I'm going to close this because /metrics is working again.

However, I think that having access to this data, is only part of what David Eaves was getting to here:
http://eaves.ca/2011/04/07/developing-community-management-metrics-and-t...

How do we use this to affect participation #2186377: Highlight projects that follow Best Practices

Not sure that this is fine enough to allow us to address Core participation or those of the most popular D7 modules we all depend on.

Status: Fixed » Closed (fixed)

Automatically closed - issue fixed for 2 weeks with no activity.

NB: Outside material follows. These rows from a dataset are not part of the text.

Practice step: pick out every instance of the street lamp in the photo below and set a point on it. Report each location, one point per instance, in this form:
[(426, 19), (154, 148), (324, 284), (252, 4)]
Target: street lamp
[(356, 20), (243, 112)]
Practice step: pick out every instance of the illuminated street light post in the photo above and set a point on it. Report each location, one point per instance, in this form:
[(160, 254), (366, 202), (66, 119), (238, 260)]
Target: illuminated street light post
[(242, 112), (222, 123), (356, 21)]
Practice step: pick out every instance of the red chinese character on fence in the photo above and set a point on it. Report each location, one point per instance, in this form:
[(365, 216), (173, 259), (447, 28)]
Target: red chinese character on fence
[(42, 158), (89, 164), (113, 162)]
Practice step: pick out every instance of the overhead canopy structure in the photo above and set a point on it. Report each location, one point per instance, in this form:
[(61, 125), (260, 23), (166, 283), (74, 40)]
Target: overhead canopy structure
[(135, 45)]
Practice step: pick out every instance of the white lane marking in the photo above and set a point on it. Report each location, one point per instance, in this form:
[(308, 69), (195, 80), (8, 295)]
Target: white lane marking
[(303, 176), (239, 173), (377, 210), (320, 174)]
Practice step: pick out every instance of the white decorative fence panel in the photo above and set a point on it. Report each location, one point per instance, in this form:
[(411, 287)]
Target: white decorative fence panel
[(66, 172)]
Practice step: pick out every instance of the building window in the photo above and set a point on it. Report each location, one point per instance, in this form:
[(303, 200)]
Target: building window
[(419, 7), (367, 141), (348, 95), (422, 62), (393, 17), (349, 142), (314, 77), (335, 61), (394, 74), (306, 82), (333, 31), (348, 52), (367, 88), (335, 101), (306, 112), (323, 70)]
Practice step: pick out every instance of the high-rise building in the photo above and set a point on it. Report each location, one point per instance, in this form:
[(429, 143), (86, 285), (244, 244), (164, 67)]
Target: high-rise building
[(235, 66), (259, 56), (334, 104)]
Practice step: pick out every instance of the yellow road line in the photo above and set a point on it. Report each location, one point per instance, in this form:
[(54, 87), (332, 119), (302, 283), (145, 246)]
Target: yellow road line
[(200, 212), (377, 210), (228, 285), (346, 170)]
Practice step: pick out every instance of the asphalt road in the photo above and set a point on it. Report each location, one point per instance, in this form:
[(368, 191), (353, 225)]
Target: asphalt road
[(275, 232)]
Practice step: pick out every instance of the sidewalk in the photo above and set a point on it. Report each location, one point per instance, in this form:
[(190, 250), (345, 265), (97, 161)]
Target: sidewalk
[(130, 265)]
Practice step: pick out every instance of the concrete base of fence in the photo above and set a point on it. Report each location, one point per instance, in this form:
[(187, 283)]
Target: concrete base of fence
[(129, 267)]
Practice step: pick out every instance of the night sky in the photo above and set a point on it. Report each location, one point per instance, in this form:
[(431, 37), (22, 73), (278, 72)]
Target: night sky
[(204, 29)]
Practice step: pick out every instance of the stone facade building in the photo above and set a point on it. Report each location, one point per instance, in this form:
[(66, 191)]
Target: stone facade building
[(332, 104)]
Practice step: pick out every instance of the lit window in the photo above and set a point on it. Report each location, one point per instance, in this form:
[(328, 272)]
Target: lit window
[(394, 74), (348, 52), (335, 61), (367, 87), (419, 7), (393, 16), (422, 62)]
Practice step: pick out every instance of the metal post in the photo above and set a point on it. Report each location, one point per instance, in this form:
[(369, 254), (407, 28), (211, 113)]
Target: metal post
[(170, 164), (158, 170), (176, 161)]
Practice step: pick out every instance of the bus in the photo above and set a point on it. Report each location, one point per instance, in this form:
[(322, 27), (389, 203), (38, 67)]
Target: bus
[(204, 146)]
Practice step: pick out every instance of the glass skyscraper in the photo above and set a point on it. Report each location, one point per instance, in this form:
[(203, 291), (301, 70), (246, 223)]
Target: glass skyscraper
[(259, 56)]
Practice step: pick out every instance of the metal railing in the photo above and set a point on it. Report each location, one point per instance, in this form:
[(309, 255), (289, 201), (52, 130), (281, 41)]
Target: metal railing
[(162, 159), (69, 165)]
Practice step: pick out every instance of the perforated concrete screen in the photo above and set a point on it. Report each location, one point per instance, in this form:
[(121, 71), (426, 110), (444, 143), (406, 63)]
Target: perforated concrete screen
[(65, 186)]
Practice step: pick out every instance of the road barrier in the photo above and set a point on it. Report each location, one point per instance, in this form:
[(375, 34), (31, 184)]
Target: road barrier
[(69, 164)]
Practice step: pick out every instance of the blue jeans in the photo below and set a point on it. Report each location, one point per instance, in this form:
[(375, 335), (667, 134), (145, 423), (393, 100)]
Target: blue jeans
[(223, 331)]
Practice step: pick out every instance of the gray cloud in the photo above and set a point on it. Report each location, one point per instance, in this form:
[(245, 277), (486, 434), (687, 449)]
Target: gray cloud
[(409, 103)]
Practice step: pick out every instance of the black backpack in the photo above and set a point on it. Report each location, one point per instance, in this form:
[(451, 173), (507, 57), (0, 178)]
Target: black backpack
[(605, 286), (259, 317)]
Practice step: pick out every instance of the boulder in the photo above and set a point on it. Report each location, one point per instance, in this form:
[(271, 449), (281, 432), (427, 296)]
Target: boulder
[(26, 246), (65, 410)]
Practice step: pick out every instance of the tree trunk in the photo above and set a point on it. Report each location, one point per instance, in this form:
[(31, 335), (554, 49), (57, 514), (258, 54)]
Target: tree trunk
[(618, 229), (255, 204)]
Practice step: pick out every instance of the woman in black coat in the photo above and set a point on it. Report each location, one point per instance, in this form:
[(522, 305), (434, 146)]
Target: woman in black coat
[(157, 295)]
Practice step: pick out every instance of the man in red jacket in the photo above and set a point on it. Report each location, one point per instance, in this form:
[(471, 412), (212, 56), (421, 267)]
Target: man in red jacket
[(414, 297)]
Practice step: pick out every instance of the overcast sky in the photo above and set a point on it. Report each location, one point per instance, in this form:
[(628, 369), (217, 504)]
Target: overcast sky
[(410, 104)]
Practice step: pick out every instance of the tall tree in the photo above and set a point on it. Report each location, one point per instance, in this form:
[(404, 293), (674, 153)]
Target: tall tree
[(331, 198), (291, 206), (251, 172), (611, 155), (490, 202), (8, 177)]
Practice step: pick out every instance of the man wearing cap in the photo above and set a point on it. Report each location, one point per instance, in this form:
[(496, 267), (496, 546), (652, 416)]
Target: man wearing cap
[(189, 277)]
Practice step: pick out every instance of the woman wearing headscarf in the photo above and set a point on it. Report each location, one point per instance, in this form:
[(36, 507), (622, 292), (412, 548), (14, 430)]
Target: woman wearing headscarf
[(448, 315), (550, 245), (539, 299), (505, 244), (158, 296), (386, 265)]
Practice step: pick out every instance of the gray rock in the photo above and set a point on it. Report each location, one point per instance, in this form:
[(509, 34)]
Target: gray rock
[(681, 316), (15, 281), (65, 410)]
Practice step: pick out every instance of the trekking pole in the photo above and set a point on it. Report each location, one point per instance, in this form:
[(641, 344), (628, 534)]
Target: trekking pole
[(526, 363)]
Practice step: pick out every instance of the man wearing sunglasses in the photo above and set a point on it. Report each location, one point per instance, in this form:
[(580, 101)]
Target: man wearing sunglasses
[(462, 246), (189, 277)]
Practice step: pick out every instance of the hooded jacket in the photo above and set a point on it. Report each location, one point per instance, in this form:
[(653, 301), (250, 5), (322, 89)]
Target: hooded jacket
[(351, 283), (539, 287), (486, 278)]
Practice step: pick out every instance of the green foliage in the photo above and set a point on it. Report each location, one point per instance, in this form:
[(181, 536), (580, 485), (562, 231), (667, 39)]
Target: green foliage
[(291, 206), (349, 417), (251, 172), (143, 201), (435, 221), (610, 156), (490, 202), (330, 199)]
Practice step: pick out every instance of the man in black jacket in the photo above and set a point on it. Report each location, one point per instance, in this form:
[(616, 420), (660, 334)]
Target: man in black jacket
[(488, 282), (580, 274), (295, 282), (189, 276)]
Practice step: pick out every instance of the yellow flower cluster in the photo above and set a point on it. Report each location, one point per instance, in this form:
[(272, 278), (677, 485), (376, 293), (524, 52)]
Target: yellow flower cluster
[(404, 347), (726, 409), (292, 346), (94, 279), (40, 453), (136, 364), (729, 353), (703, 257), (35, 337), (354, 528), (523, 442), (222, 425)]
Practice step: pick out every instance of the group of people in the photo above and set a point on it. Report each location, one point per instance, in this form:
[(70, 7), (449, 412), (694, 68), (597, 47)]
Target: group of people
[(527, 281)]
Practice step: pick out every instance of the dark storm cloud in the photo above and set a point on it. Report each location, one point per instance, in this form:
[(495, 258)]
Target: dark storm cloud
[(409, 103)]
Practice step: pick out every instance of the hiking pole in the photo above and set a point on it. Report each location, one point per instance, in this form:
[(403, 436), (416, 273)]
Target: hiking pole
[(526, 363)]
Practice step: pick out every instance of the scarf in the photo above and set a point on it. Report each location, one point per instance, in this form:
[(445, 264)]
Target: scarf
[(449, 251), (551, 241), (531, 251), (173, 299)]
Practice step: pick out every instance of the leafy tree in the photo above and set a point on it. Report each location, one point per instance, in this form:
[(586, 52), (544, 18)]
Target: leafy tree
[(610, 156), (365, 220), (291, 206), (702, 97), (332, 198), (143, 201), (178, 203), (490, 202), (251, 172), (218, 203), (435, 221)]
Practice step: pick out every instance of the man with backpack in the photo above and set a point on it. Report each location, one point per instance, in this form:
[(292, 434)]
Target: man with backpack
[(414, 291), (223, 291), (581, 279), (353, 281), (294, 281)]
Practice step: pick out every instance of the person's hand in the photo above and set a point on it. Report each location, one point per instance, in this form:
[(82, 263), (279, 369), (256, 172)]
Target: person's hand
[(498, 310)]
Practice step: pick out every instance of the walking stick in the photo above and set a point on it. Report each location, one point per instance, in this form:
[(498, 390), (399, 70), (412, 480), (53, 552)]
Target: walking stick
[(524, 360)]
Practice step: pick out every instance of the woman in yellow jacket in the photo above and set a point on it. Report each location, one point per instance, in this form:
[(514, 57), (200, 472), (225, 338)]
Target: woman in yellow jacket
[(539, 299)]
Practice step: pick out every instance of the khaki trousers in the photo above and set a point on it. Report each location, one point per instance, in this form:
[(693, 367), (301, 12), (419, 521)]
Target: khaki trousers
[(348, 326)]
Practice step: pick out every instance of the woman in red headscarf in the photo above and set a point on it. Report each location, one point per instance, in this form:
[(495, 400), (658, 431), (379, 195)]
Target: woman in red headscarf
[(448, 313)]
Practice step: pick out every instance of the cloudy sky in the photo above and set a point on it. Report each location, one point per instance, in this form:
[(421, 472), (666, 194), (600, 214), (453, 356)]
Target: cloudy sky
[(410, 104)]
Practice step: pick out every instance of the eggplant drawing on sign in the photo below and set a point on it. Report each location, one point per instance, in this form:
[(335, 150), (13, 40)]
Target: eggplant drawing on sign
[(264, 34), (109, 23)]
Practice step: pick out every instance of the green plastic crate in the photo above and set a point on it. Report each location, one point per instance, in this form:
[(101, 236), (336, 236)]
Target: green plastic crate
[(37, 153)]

  • Commit 035f57c on 6.x-3.x, 7.x-3.x-dev by drumm:
    [#1182998] code cleanup.
    
    
  • Commit 252520a on 6.x-3.x, 7.x-3.x-dev by drumm:
    #1182998 Fix whitespace.
    
    
  • Commit 4453134 on 6.x-3.x, 7.x-3.x-dev by drumm:
    [#1182998] Fix typo.
    
    
  • Commit 4af1315 on 6.x-3.x, 7.x-3.x-dev by drumm:
    [#1182998] Comments #10 and #12- new drushrc, caching, locking, and...
  • Commit 8f43775 on 6.x-3.x, 7.x-3.x-dev by drumm:
    [#1182998] Remove cron, it is replaced by drush.
    
    
  • Commit b76b235 on 6.x-3.x, 7.x-3.x-dev by drumm:
    #1182998 code style.
    
    
  • Commit e3a957c on 6.x-3.x, 7.x-3.x-dev authored by moshe weitzman, committed by drumm:
    #1182998 Initial buildout of module.